Characterizing the physical and genetic structure of the lodgepole pine × jack pine hybrid zone: mosaic structure and differential introgression
Article first published online: 8 MAY 2012
© 2012 The Authors. Evolutionary Applications published by Blackwell Publishing Ltd.
This is an open access article under the terms of the Creative Commons Attribution-NonCommercial License, which permits use, distribution and reproduction in any medium, provided the original work is properly cited and is not used for commercial purposes.
Volume 5, Issue 8, pages 879–891, December 2012
How to Cite
Cullingham, C. I., James, P. M. A., Cooke, J. E. K. and Coltman, D. W. (2012), Characterizing the physical and genetic structure of the lodgepole pine × jack pine hybrid zone: mosaic structure and differential introgression. Evolutionary Applications, 5: 879–891. doi: 10.1111/j.1752-4571.2012.00266.x
- Issue published online: 24 DEC 2012
- Article first published online: 8 MAY 2012
- Manuscript Accepted: 8 APR 2012
- Manuscript Received: 24 MAR 2012
- the Government of Alberta. Grant Number: AAET/AFRI-859-G07
- environmental modeling;
- jack pine;
- lodgepole pine;
- Pinus banksiana ;
- Pinus contorta
Understanding the physical and genetic structure of hybrid zones can illuminate factors affecting their formation and stability. In north-central Alberta, lodgepole pine (Pinus contorta Dougl. ex Loud. var. latifolia) and jack pine (Pinus banksiana Lamb) form a complex and poorly defined hybrid zone. Better knowledge of this zone is relevant, given the recent host expansion of mountain pine beetle into jack pine. We characterized the zone by genotyping 1998 lodgepole, jack pine, and hybrids from British Columbia, Alberta, Saskatchewan, Ontario, and Minnesota at 11 microsatellites. Using Bayesian algorithms, we calculated genetic ancestry and used this to model the relationship between species occurrence and environment.
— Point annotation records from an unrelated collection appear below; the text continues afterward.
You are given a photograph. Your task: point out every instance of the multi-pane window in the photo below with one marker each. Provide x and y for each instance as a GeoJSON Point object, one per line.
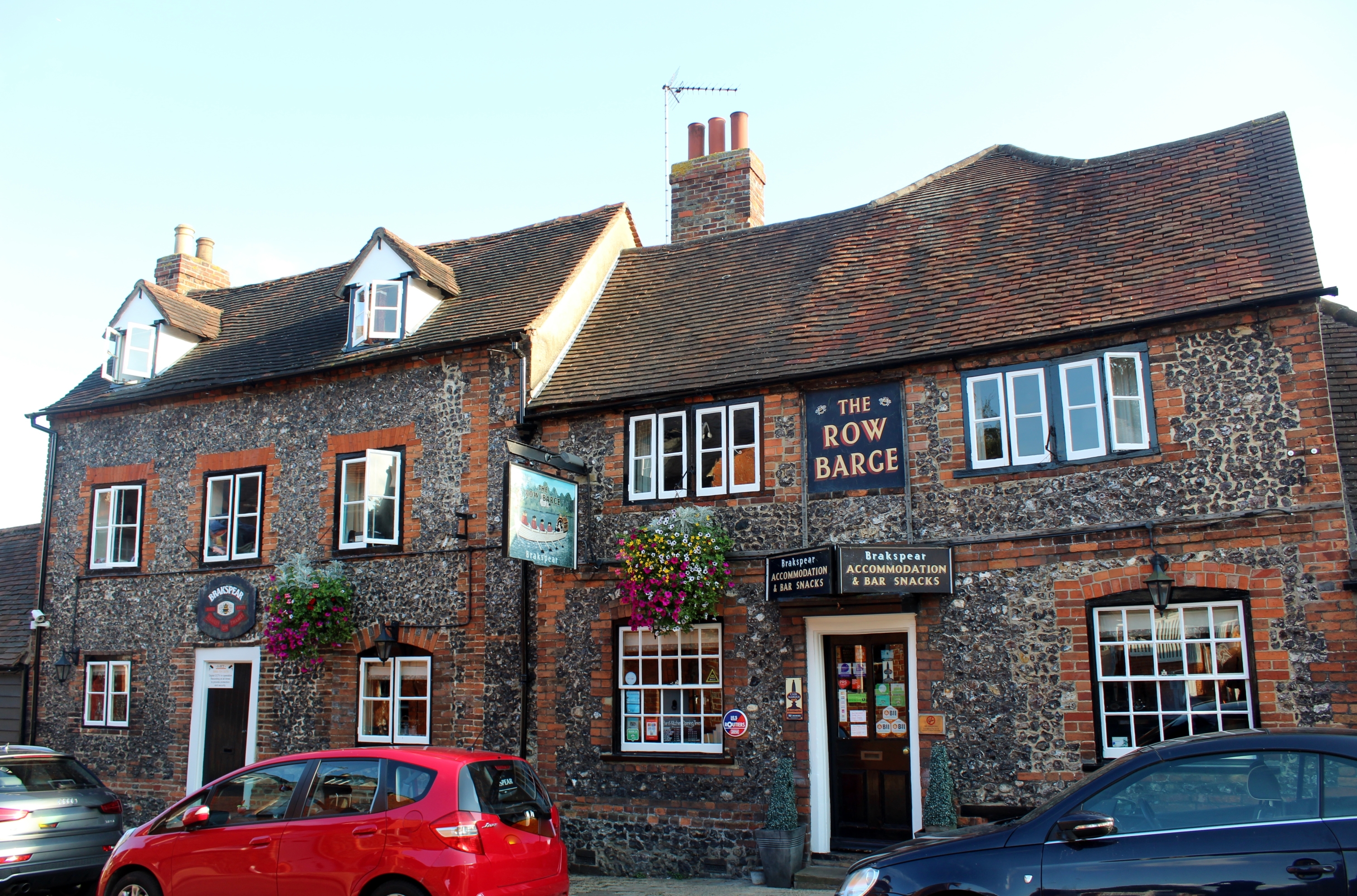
{"type": "Point", "coordinates": [1170, 673]}
{"type": "Point", "coordinates": [721, 457]}
{"type": "Point", "coordinates": [394, 701]}
{"type": "Point", "coordinates": [370, 499]}
{"type": "Point", "coordinates": [231, 529]}
{"type": "Point", "coordinates": [116, 526]}
{"type": "Point", "coordinates": [108, 693]}
{"type": "Point", "coordinates": [1066, 410]}
{"type": "Point", "coordinates": [375, 313]}
{"type": "Point", "coordinates": [671, 690]}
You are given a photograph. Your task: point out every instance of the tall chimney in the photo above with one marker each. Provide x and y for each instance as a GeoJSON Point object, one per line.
{"type": "Point", "coordinates": [185, 272]}
{"type": "Point", "coordinates": [721, 190]}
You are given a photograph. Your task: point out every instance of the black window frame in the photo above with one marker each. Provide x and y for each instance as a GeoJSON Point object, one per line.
{"type": "Point", "coordinates": [1055, 412]}
{"type": "Point", "coordinates": [691, 453]}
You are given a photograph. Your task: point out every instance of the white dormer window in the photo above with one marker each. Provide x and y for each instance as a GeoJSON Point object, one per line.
{"type": "Point", "coordinates": [131, 353]}
{"type": "Point", "coordinates": [376, 313]}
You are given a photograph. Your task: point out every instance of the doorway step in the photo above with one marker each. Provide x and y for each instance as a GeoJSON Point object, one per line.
{"type": "Point", "coordinates": [827, 871]}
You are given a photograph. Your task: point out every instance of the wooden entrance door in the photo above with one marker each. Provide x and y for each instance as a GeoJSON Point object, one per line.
{"type": "Point", "coordinates": [870, 793]}
{"type": "Point", "coordinates": [227, 723]}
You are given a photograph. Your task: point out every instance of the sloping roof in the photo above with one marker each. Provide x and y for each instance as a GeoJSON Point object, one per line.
{"type": "Point", "coordinates": [1005, 246]}
{"type": "Point", "coordinates": [425, 265]}
{"type": "Point", "coordinates": [19, 549]}
{"type": "Point", "coordinates": [284, 327]}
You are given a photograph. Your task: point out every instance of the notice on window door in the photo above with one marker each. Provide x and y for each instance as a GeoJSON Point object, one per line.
{"type": "Point", "coordinates": [222, 675]}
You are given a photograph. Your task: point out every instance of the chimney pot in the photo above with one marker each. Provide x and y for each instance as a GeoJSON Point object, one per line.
{"type": "Point", "coordinates": [716, 135]}
{"type": "Point", "coordinates": [697, 140]}
{"type": "Point", "coordinates": [739, 131]}
{"type": "Point", "coordinates": [184, 241]}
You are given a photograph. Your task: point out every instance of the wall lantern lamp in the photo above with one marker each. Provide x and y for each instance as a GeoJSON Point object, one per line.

In addition, we analyzed the ancestry of hybrids to calculate the genetic contribution of lodgepole and jack pine. Finally, we measured the amount of gene flow between the pure species. We found the distribution of the pine classes is explained by environmental variables, and these distributions differ from classic distribution maps. Hybrid ancestry was biased toward lodgepole pine; however, gene flow between the two species was equal. The results of this study suggest that the hybrid zone is complex and influenced by environmental constraints. As a result of this analysis, range limits should be redefined.